The Cloud, by Julia Davis-Nosko

Dear Reader, Beez has grown from a delicate ten-year-old into a tall strong limbed young woman since we last sat all together.  At seventeen she is now one of “The Peoples” and this evening we find her in the deep green oval space in the heart of Hope Mountain.

She sighed as she recalled the foray to the outside she had just made, as all the adults made each moon cycle.  There was nothing to be seen. No day, no night, just the dull grey of the gases mixing, forever mixing their unbreathable concoction, blinding all senses.  Just a deep unfathomable grey.
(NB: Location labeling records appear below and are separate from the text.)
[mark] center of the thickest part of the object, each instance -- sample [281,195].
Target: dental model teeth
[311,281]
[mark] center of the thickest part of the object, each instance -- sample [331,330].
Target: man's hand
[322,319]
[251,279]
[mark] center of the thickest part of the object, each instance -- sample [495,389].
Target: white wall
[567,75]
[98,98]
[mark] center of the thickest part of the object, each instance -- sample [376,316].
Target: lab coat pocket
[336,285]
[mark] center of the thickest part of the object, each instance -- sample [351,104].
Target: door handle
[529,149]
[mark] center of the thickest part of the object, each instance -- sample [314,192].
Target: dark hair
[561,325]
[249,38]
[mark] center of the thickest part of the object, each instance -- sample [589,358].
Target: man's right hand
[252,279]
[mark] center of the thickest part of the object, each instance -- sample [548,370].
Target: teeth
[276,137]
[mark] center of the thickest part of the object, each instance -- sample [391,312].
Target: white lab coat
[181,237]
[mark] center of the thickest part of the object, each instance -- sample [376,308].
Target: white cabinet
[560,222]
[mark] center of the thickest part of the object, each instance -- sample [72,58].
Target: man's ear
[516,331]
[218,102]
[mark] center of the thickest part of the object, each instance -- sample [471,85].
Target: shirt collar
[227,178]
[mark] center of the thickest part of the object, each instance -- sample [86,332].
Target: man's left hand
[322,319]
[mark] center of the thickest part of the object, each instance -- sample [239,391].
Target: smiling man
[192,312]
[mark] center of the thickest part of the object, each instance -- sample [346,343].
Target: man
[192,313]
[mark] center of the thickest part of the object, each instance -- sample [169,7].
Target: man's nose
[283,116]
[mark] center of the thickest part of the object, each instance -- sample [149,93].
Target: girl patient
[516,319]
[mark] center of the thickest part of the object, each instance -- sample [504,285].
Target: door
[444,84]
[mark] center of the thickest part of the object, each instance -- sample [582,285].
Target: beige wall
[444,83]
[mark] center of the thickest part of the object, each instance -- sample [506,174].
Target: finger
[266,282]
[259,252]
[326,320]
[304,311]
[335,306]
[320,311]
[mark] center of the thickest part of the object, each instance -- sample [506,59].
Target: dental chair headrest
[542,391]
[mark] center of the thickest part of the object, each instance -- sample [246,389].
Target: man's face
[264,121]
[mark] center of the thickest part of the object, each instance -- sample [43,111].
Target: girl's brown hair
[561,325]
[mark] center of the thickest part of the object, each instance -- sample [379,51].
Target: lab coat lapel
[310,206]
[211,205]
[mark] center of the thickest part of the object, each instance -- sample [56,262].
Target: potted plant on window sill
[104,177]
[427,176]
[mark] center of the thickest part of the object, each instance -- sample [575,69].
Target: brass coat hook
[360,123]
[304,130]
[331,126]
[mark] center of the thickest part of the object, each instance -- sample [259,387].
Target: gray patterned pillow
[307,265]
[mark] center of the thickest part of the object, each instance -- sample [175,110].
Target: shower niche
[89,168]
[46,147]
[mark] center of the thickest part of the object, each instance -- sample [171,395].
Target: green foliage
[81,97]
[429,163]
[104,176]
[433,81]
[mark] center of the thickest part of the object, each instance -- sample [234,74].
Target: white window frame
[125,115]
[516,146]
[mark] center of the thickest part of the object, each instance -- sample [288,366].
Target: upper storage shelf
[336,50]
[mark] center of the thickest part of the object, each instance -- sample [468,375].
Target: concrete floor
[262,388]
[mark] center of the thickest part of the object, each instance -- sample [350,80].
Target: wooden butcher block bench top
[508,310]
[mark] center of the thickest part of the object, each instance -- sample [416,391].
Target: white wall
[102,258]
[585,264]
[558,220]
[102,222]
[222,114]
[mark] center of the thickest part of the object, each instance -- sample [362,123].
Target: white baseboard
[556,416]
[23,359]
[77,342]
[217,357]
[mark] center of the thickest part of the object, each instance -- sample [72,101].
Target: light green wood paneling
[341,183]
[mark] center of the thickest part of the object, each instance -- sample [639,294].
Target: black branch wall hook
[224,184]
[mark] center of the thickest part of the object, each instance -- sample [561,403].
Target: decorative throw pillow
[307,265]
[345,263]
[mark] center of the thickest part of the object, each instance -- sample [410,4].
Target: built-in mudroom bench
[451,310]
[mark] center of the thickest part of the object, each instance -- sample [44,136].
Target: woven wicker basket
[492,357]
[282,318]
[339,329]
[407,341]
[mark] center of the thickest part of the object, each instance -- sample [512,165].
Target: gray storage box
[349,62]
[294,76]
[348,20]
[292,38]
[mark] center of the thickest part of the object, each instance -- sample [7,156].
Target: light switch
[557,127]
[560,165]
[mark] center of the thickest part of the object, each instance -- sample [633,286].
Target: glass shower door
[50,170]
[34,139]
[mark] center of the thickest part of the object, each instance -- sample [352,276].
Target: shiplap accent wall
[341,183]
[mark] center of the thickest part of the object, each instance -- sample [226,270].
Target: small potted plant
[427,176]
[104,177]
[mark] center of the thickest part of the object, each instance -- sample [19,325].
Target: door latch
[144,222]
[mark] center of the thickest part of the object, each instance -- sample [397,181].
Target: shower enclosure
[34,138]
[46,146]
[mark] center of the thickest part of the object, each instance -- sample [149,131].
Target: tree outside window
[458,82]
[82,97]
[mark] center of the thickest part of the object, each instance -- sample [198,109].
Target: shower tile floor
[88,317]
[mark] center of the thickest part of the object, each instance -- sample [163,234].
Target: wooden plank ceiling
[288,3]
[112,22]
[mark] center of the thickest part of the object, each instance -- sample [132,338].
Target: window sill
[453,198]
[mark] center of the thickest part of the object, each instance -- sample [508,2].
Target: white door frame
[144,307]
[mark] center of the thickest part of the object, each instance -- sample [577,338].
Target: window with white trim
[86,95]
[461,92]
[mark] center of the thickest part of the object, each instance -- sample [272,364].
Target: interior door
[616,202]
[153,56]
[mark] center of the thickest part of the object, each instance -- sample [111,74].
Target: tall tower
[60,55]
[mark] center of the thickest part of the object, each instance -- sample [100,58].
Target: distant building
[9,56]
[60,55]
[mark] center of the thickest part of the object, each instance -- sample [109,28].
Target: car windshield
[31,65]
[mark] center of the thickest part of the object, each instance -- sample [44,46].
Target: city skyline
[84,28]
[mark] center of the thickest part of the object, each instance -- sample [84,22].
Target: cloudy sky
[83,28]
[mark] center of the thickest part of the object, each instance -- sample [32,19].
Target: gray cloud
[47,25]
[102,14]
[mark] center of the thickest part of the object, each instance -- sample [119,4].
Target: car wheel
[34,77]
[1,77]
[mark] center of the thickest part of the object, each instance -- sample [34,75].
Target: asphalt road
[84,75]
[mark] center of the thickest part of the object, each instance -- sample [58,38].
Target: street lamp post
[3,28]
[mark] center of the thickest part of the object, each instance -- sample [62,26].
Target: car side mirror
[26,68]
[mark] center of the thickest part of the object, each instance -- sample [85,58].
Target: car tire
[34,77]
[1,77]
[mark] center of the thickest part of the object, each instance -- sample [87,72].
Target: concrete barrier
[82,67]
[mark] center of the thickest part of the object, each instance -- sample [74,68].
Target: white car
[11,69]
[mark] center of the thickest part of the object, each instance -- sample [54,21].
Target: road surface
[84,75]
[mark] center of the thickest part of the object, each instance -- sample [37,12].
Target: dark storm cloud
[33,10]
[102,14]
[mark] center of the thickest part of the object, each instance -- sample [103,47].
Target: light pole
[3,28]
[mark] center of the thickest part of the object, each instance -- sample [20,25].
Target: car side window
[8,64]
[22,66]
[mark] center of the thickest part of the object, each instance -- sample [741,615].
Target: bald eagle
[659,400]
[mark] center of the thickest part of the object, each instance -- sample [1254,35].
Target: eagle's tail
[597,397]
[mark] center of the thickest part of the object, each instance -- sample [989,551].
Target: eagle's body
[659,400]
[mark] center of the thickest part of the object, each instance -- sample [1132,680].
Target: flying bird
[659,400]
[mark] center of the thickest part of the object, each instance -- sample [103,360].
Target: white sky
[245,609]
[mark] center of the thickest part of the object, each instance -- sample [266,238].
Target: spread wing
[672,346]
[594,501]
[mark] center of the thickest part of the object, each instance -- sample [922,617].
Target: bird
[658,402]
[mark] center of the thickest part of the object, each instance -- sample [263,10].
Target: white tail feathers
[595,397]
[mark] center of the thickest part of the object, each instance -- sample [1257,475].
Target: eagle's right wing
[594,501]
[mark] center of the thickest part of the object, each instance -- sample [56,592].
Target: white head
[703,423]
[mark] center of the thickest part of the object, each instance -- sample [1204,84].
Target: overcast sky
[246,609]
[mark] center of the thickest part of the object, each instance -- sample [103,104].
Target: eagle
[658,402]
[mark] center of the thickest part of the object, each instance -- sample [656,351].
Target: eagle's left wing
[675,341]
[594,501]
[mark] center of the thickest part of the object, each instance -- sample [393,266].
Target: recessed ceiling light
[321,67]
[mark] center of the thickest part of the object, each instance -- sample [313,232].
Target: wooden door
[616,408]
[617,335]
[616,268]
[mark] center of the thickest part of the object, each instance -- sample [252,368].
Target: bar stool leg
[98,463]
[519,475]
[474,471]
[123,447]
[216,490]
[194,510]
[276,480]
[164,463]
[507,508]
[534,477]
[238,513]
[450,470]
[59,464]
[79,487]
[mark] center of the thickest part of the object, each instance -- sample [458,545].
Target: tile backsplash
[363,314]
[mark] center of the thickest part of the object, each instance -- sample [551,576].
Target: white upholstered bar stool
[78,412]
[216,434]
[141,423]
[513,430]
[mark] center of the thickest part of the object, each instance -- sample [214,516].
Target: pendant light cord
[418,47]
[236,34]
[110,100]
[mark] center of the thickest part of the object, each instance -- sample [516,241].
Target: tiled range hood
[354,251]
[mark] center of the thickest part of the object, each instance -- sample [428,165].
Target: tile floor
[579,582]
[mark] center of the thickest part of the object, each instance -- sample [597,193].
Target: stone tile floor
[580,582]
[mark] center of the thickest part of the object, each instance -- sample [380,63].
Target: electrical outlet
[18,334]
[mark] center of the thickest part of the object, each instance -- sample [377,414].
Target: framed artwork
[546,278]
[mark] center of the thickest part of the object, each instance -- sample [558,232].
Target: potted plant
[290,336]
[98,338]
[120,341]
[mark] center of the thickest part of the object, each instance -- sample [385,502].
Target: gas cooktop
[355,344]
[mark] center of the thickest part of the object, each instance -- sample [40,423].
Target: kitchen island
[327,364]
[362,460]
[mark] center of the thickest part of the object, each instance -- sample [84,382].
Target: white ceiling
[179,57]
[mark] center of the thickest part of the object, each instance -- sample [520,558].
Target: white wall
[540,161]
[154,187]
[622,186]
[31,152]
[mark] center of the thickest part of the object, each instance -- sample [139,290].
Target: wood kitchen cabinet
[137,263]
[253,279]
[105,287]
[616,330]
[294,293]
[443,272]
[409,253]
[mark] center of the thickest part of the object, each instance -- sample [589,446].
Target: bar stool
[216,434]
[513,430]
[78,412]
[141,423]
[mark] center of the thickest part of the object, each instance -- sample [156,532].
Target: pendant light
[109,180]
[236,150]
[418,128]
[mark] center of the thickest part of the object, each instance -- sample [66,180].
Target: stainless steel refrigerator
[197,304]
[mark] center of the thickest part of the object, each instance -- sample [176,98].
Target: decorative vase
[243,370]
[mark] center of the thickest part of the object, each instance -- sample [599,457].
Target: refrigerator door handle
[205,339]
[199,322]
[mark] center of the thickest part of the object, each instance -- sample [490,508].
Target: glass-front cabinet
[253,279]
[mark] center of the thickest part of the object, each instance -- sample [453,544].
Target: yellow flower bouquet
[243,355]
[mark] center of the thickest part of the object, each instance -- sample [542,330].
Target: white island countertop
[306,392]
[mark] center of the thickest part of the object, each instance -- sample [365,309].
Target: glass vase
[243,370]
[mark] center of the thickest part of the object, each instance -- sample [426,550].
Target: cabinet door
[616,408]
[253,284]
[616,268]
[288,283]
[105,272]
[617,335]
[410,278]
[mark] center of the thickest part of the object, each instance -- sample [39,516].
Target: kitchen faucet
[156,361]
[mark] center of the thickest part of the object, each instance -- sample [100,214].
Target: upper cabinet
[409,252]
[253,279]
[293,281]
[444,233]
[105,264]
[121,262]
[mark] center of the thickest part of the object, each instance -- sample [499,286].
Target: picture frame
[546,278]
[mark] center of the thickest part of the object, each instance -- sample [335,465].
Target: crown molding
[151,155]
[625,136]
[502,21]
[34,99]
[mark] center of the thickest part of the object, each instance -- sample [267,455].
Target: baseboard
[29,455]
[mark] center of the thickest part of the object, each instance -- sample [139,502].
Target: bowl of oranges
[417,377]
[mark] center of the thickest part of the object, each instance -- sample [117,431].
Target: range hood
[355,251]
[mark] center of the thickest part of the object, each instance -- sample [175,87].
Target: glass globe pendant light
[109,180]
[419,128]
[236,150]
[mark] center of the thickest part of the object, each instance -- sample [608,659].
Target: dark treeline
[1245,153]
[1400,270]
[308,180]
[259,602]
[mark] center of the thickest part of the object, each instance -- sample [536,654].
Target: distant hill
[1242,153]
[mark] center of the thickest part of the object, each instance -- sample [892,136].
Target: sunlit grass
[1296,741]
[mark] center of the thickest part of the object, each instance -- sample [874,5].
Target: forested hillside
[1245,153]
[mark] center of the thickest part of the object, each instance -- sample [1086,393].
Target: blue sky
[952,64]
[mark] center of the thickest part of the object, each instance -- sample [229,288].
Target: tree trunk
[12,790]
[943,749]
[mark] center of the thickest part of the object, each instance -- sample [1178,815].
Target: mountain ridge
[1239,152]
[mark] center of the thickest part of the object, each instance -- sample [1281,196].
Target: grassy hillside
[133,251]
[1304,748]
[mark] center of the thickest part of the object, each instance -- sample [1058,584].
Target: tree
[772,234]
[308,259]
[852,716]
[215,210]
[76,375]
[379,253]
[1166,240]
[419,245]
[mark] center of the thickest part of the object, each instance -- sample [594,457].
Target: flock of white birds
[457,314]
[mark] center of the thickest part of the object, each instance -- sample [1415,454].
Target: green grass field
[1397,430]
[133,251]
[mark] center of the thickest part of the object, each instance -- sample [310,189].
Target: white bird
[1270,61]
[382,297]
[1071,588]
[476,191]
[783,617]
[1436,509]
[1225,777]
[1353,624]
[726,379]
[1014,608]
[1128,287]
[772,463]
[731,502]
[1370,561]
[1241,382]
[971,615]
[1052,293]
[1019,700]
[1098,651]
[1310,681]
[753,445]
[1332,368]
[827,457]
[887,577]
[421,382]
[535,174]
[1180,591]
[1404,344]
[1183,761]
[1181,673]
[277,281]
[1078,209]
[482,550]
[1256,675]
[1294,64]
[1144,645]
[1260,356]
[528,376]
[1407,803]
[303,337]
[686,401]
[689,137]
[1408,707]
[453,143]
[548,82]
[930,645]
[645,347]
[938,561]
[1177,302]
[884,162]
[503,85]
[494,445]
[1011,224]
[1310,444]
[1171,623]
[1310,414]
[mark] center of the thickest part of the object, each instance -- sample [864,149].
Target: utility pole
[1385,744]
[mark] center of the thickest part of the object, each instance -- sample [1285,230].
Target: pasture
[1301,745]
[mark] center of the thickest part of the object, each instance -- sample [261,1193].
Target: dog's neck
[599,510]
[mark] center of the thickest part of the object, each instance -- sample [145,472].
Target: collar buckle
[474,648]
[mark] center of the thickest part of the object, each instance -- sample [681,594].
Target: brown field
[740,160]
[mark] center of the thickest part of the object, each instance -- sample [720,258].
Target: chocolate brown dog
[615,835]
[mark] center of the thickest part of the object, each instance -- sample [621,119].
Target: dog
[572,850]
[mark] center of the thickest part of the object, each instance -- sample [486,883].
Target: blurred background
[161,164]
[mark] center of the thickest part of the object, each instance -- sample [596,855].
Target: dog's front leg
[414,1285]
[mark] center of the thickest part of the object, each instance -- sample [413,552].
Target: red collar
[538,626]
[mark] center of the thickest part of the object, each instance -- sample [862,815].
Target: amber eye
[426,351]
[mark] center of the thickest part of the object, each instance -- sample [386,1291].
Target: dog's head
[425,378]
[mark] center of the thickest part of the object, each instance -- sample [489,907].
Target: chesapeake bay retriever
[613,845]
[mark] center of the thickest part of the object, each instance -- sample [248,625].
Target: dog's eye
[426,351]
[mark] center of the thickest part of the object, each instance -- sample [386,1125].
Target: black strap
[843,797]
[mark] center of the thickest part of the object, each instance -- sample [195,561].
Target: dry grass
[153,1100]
At least the bandages they wore were not like the old space suits and allowed for movement as they filtered the deadly particles and converted plant fibres inside the wrap to oxygen for the wearer.  But she felt so – she was trying not to articulate the word which came into her mind – despairing. 

Would she ever feel one of the blossoms her special one, Charlie, had told her of?  And smell its smell from translucent light-yellow flowers which apparently nodded and smiled on an easy wind. Such a name they had for it too – narcissus.  It was not good this churning of her stomach as she carefully folded the Bondage Bandages into the container where they would be pulverised with UV light, ready for the next journey.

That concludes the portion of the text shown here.